ABOUT

越後レザープロジェクトの理念について
越後レザープロジェクトは、新潟県内に受け継がれてきたものづくりの精神を基盤に、地域資源を活かした高品質なレザー製品を発信する取り組みです。多くの職人の技術力でMade in Japanにこだわり、「⾧く使い続けられる価値」を持つ革製品づくりを追求しています。
本プロジェクトには、地元新潟出身であり、プロ野球選手として⾧年活躍した加藤健がプロジェクトリーダーとして参画。
現役時代に培った挑戦心や地域への強い想いを軸に、越後の魅力やものづくりの価値を広く発信する役割を担っています。
スポーツとものづくり、二つのフィールドで培われた経験が、プロジェクトに新たな視点と力をもたらしています。
新潟の畜産業・文化・人の力を結集し、地域の未来を切り拓くとともに、
国内外へ新潟ブランドの魅力を届けていきます。

―当たり前に使っているグローブ。
その裏側にある「真実」を、今、伝えたい。
「道具を大切にしろ。グローブを磨いているか!」
野球を始めたばかりの少年も、
甲子園を目指す高校生も、
そしてプロの世界で戦う選手たちも、
一度はこの言葉を掛けられたことがあるはずです。
私自身、現役時代から今日まで、野球教室などの場で何度も子供たちに伝えてきました。
しかし、私は「本当の意味」で、その言葉の重みを理解できていたでしょうか。その問いの答えに触れたのが、この「越後レザー」プロジェクトとの出会いでした。

職人の手、命の温もり
地元・新潟が誇る「にいがた和牛」。その原皮を活用し、新たな価値を吹き込む。プロジェクトリーダーとして私は、革製品が生まれる「起点」へと足を運びました。そこで目にしたのは、想像を絶するほど泥臭く、そして神聖な「命を繋ぐ」光景でした。
運び込まれた原皮を塩に漬けて保存し、そこから職人たちが手間暇を惜しまず「なめし」の作業を行い、硬い「皮」を、しなやかな「革」へと変えていく。人知れず黙々と原皮の脂を落とす方々の背中、冬の凍てつく寒さの中での過酷な作業、そして職人の皆さんの一切の妥協を許さない眼差し。その熱量に触れた時、胸の奥が熱くなるのを感じました。
「私たちが当たり前に使っていたグローブは、この方たちがいてくれなければ、絶対に出来上がらない。
この方たちの想いの上に、僕たちのプレーは成り立っているんだ」と。

野球人の「教育」という、新しいフィールド
プロ野球の世界で一球に魂を込めてきた私にとって、道具は体の一部でした。

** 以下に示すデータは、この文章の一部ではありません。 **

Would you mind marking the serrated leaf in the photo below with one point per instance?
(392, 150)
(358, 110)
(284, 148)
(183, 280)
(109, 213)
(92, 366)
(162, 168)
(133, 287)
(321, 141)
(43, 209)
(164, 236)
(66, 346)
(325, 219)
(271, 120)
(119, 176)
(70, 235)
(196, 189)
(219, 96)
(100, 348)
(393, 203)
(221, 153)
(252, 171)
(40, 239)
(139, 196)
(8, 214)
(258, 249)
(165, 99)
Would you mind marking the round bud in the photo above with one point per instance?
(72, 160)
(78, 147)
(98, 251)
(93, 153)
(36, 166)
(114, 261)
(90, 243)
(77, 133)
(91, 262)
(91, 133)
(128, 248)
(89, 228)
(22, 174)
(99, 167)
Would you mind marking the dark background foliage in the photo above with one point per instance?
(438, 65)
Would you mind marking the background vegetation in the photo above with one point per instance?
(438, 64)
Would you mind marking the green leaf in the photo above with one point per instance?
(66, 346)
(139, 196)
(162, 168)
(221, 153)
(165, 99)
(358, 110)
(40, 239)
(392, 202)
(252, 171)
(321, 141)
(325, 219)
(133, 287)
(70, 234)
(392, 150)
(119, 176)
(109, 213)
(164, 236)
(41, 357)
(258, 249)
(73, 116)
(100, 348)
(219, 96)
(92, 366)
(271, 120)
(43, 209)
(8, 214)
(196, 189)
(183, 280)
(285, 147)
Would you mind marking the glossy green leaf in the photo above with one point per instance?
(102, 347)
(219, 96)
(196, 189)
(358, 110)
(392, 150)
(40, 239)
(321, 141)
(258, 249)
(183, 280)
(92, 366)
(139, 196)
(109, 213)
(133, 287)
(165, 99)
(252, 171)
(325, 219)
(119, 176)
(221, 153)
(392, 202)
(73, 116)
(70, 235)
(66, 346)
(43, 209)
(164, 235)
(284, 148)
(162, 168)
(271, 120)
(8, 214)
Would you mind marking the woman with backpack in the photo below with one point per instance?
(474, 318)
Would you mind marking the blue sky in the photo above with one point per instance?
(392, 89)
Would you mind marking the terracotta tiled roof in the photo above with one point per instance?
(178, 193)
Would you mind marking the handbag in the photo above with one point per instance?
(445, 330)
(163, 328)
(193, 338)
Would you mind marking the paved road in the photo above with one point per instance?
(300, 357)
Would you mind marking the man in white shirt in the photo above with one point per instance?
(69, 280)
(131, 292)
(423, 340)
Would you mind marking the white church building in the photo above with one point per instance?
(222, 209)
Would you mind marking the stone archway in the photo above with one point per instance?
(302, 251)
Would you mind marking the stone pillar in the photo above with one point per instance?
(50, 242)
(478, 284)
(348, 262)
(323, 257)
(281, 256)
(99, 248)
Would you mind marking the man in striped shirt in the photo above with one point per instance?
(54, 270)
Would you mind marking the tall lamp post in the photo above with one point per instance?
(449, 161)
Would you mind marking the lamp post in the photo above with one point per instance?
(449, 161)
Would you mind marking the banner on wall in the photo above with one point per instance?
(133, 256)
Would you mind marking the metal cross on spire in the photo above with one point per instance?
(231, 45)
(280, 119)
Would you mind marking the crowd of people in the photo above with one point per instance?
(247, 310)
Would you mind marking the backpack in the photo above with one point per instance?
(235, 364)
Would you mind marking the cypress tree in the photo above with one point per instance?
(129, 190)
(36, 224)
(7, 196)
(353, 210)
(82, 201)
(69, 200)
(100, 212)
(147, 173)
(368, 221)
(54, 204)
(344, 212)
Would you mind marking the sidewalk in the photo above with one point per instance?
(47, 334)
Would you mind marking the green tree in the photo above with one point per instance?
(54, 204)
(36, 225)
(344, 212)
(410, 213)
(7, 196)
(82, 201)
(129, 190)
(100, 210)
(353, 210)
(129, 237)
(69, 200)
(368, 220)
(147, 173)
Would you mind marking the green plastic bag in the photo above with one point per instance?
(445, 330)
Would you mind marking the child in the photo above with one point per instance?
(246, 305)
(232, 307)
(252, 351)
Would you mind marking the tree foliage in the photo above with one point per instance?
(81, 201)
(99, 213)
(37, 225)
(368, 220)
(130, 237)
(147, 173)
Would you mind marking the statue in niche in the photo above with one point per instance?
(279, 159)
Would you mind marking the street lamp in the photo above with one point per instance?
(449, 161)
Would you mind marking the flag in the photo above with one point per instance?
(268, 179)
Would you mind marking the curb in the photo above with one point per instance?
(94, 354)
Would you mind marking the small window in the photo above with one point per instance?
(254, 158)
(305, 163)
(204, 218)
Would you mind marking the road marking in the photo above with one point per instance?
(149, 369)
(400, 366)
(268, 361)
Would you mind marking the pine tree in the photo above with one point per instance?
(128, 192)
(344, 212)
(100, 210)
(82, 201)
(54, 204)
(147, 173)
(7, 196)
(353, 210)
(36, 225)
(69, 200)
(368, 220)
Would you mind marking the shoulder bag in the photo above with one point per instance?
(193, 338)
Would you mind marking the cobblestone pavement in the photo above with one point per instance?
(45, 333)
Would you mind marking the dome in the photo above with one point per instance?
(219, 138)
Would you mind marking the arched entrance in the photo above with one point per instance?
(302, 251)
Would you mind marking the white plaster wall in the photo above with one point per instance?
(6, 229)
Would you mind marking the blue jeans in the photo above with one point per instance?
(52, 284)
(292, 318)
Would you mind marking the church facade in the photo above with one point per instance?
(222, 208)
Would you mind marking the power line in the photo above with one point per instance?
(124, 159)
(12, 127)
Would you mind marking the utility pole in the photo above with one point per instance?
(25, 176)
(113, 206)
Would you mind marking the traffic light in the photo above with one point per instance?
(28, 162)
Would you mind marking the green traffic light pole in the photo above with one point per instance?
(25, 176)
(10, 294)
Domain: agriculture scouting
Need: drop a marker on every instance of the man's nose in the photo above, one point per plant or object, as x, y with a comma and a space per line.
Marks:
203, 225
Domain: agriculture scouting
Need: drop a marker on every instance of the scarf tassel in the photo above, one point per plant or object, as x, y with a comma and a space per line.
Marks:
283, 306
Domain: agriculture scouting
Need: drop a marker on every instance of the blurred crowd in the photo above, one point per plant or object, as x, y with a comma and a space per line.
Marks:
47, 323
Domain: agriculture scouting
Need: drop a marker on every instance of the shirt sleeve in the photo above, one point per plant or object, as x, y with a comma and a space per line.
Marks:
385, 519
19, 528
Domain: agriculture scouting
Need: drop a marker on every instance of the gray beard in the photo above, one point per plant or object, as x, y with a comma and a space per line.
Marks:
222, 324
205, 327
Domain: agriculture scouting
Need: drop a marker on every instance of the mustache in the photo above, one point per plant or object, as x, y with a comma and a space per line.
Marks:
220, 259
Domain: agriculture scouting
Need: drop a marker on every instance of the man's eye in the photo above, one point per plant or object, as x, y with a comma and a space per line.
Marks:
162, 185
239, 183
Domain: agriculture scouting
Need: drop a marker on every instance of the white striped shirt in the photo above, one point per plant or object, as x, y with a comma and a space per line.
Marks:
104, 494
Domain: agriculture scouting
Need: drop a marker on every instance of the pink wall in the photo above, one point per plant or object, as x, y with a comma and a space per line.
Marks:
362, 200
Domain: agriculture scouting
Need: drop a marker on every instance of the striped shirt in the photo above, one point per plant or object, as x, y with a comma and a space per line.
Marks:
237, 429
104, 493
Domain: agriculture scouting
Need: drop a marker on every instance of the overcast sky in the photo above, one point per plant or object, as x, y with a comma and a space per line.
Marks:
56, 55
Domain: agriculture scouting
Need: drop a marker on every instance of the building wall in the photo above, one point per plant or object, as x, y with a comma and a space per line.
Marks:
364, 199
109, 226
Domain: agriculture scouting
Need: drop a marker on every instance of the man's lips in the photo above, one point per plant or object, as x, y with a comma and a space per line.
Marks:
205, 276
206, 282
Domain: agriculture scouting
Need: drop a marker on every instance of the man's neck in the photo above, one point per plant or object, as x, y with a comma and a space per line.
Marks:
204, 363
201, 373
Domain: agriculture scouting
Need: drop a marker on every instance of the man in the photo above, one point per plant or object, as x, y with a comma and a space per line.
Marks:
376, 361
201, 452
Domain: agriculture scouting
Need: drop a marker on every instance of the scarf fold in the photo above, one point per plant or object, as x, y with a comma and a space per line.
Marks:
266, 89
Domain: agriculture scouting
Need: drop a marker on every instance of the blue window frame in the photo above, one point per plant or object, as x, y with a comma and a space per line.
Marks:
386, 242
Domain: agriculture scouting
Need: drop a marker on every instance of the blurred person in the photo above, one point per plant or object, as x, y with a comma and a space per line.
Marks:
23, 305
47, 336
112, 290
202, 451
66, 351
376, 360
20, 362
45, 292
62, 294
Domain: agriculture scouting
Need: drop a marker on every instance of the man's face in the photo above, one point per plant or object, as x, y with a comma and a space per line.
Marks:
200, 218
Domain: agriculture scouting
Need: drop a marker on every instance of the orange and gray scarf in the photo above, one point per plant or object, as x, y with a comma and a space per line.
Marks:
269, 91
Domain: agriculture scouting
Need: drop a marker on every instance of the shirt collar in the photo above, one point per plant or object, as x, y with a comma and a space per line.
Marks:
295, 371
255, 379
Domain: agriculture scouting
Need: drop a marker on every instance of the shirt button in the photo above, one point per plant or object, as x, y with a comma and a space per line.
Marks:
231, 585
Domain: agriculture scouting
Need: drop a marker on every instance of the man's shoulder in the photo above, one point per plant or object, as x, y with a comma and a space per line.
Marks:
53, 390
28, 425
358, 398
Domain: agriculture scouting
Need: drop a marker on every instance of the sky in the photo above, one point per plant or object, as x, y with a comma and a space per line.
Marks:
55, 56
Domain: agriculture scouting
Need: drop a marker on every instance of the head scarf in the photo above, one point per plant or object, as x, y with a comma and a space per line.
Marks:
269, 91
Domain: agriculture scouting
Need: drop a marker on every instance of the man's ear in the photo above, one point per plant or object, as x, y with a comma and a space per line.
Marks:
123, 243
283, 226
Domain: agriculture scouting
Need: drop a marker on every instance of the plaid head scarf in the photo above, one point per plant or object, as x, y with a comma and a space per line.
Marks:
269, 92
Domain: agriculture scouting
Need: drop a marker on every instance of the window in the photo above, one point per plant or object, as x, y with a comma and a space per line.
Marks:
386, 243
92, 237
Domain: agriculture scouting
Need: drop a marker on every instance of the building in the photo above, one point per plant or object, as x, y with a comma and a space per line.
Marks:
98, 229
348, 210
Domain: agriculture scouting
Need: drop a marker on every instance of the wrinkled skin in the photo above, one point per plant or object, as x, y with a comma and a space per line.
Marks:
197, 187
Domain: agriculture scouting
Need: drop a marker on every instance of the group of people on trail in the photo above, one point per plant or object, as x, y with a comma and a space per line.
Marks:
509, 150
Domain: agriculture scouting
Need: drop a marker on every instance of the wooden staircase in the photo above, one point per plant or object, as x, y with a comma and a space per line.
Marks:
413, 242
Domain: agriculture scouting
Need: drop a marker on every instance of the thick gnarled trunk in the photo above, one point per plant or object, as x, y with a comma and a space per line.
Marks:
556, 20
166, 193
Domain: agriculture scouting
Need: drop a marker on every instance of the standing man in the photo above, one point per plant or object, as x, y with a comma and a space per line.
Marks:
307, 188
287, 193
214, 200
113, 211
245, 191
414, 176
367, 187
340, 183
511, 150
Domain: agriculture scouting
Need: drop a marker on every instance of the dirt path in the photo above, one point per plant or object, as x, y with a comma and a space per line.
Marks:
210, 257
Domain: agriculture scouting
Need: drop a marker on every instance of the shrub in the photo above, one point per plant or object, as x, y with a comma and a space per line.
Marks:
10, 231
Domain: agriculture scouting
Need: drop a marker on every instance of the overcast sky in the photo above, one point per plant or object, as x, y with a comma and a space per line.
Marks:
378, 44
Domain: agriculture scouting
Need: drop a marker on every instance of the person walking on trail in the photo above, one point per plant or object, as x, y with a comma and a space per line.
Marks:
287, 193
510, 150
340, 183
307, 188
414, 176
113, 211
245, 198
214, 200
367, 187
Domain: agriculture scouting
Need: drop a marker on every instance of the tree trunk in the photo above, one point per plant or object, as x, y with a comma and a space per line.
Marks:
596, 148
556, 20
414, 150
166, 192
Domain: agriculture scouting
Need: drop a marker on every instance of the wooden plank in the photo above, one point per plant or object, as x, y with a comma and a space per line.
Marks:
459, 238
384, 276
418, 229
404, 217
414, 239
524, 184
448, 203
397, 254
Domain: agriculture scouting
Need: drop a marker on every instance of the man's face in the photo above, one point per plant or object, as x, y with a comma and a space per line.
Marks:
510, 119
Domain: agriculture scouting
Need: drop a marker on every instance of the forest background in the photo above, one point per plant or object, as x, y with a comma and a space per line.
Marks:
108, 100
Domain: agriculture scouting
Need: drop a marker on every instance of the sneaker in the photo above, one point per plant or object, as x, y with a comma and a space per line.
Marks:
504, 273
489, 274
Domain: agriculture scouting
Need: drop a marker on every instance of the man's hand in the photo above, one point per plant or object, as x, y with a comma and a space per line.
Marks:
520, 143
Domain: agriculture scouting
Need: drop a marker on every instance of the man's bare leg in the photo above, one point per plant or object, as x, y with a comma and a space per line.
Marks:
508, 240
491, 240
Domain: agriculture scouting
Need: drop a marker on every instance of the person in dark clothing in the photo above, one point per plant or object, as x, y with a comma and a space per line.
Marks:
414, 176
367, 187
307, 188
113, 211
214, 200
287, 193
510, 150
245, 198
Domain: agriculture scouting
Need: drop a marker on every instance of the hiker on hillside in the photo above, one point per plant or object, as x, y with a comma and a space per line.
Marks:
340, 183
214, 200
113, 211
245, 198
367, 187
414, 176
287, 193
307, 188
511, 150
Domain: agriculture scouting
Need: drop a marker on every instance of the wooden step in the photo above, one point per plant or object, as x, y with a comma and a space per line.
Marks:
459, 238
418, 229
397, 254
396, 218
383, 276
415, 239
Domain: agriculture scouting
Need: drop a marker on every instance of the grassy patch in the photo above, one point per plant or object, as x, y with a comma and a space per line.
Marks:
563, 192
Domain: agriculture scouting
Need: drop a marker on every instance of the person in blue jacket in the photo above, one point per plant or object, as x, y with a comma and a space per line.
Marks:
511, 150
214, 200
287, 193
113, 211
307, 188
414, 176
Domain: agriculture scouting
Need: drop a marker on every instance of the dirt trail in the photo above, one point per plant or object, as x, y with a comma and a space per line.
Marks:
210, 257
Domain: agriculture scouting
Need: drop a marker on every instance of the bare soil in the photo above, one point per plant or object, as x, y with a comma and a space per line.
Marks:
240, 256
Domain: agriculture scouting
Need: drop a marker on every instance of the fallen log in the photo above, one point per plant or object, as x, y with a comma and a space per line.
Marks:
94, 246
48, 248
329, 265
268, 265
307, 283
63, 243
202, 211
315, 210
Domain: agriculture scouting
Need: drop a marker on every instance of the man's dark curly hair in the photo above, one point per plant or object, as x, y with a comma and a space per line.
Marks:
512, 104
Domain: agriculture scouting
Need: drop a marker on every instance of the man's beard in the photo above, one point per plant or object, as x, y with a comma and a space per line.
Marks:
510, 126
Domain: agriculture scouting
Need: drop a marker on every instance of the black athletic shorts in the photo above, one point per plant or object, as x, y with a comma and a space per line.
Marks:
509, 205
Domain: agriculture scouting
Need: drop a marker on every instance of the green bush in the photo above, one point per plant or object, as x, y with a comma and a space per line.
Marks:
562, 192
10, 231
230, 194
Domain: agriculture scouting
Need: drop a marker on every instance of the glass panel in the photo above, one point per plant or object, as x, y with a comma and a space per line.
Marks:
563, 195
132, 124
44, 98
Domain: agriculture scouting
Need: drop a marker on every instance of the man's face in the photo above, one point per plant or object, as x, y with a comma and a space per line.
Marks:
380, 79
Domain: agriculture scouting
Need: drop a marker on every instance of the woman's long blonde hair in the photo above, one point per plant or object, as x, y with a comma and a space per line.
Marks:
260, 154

しかし、その「一部」が完成するまでに、どれほど多くの「想い」と「繋がり」がバトンされてきたのかを、現役時代の私は知る由もありませんでした。これを知るのと知らないのとでは、道具に対する、そして一球に対する感謝の深さが、全く変わってきます。
私は、この「感謝の連鎖」を伝えていきたい。グローブ一つができるまでに、どれほどの人が汗を流し、どれほどの命が繋がれているのか。
その背景を学ぶことは、技術を磨くこと以上に、一人の野球人として、
そして一人の人間としての「心」を育てることに繋がると信じています。
感謝を知る選手は、道具を愛し、仲間を敬い、そして最後まで諦めない強さを持てる。それこそが、私が理想とする野球人の育成・教育の姿です。

2026年、全力の「配球」で
現役時代、キャッチャーとして私は、どうすればバッターを打ち取れるか、どうすればチームを勝利に導けるか、常に「配球」に命を懸けてきました。
2026年。私の今のフィールドは、横浜DeNAベイスターズでのコーチ業、そして新潟の仲間と進めるこの「越後レザー」プロジェクトです。立場は違えど、目指す先は同じ。「次世代のために、何ができるか」という挑戦です。
正直に言えば、これから先、どんな困難が待っているかは分かりません。
どんな「配球」で、皆さんの心にこの想いを届けていくべきか、今も模索の連続です。
しかし、私の指針は決まっています。それは、関わってくれるすべての人への「感謝」を忘れないこと。そして、この活動に「興味」を持ってくれた人たちが、最後にはみんなで「笑顔」になれるような未来を創ること。
新潟の地から、世界に誇れる革を。
そして、道具を愛するすべての野球人へ、最高の感謝を。
加藤健、全身全霊でこのプロジェクトに魂を吹き込みます。
どうか、皆さんの熱い応援を、よろしくお願いいたします。